I went off my antidepressants awhile ago, and I have no intention of going back on them any time soon if ever. I kept getting the prescription gradually bumped up, over time, to the point where I'm convinced they helped me find this muted place I'm in now. I certainly was more depressed at the time I went off them, because I was in such a stunted state, and I hated it. And I can't say I am now. Depressed that is. I've simply found myself somewhere I don't want to be after a year of hell on earth via school and work, and the world as it was before no longer exists now. So I'm trying to cope with that, but it's not the same as depression at all really. It's just amazing how much people change, and situations change, in as little time as a year. I'm still getting used to everything being so different now that I suddenly have time to spare, when before I hadn't 2 seconds to myself to think. And of course I've lost the desire to plan or to attempt to move forward. I've been forcing myself to anyway, in certain regards, but I think it will be a while before I get somewhere worth being. I think I've reached a point where I can't really make myself care what others think. You'd think that'd be a good thing, but I can tell the last thing I need is to isolate myself more. I do care a little, but not enough to want to socialize much. Or at least to take the effort to socialize when it's not already presented to me. That's a totally different situation. But I haven't really been faced with that so much either, so the desire in me is even less.

Still getting used to the new house. The new ward (I've only been there once, so it's to be expected). To sort of being in school again. I'm torn between a slight annoyance that everyone else has started already and wanting to have started too so I can get it over with already, and being afraid to start because there's so much I've already forgotten and I'm still not over being burnt out from the last time. But I have way too much free time on me at the moment. I'm almost happy to be going back to work tomorrow. In fact, it's not even an almost. I guess I'm lucky I like my coworkers so much, though I know I'll be tired the second I get there, and I'll regret having missed it immediately. I didn't really accomplish much this last week. Or at least nothing large enough to have been tangibly explained. People will ask me what I did, and I'll have nothing to report. But half the time I do something worth telling lately, it's because I was forcing myself to do it in the first place, trying to get back to my former self. I think this is going to be a long road after all.

I hung out with my 15 year old nephew and sister a bit this weekend, played some rock band with them, somewhat planned a trip to New York taking place in October with all of my sisters and my mom, went to dinner with my London girls, and watched Casablanca Sunday with a few friends. I also read. And I bought some cds which will aid me in therapudically losing myself a little. And that was all I really cared to accomplish.

4 comments:

Becca's Blog said...

Hey Melissa...
Glad to hear that you are getting back to feeling like yourself. It is crappy to be in a funk. Hope the new changes of house and ward and maybe some volunteer stuff help you continue on. See you at work!

Roberta said...

That's funny cause Henry was wanting us to go to NY next month. It won't happen, just a little dreaming.

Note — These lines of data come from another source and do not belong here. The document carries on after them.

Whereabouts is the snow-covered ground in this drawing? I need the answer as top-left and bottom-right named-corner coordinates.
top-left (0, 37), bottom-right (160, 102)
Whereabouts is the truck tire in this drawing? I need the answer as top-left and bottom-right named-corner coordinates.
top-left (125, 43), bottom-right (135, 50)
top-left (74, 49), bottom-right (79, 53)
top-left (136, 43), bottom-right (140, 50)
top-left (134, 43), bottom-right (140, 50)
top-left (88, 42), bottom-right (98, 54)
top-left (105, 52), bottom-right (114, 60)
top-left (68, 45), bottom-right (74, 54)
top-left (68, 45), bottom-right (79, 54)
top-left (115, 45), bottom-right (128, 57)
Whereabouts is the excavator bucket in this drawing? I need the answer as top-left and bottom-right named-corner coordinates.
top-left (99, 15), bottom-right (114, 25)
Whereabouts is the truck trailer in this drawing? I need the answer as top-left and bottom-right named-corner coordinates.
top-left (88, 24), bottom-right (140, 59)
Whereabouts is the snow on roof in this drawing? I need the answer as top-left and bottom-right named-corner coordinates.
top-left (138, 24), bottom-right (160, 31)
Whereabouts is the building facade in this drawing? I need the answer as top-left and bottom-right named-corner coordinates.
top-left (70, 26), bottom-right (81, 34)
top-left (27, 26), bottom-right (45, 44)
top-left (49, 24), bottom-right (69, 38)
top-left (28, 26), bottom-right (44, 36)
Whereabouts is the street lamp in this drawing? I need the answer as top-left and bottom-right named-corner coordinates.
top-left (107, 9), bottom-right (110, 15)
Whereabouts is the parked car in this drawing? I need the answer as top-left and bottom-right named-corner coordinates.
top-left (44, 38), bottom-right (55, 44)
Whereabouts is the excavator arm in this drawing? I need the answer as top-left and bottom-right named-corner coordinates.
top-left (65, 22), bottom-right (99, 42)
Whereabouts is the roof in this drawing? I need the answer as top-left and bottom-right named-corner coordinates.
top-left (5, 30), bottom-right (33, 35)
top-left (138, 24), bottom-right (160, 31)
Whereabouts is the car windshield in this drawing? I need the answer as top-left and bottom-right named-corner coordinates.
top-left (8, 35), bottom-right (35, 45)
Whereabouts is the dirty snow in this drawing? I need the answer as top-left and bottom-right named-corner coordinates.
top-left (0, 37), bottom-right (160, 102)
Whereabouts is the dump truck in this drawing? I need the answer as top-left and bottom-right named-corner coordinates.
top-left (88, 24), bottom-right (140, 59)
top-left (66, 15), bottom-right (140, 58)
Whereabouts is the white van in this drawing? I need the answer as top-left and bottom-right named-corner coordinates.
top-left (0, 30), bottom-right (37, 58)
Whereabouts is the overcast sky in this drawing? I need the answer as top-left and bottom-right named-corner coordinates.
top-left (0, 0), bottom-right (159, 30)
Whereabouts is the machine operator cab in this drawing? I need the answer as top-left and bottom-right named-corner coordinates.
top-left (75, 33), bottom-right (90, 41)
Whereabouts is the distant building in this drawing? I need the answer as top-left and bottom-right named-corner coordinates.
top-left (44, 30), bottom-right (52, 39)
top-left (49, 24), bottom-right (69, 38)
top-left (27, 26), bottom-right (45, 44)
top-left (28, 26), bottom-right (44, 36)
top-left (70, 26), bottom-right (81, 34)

Hope things pick up soon. Love ya.

Kimberly Porter said...

If you ever want to visit us (and meet Nathan) in Arizona, feel free. We've got a comfy couch with your name on it.

Anonymous said...

I for one can vouch for the numbness-removing abilities of volunteering. I went through a good couple years where I felt exactly like you described. Not sad, but never more than moderately happy. I joined the Service Committee at the Institute. Not only did it offer me two years of good times, it's how I met Bryan. If they still have that there, look into it! It was great.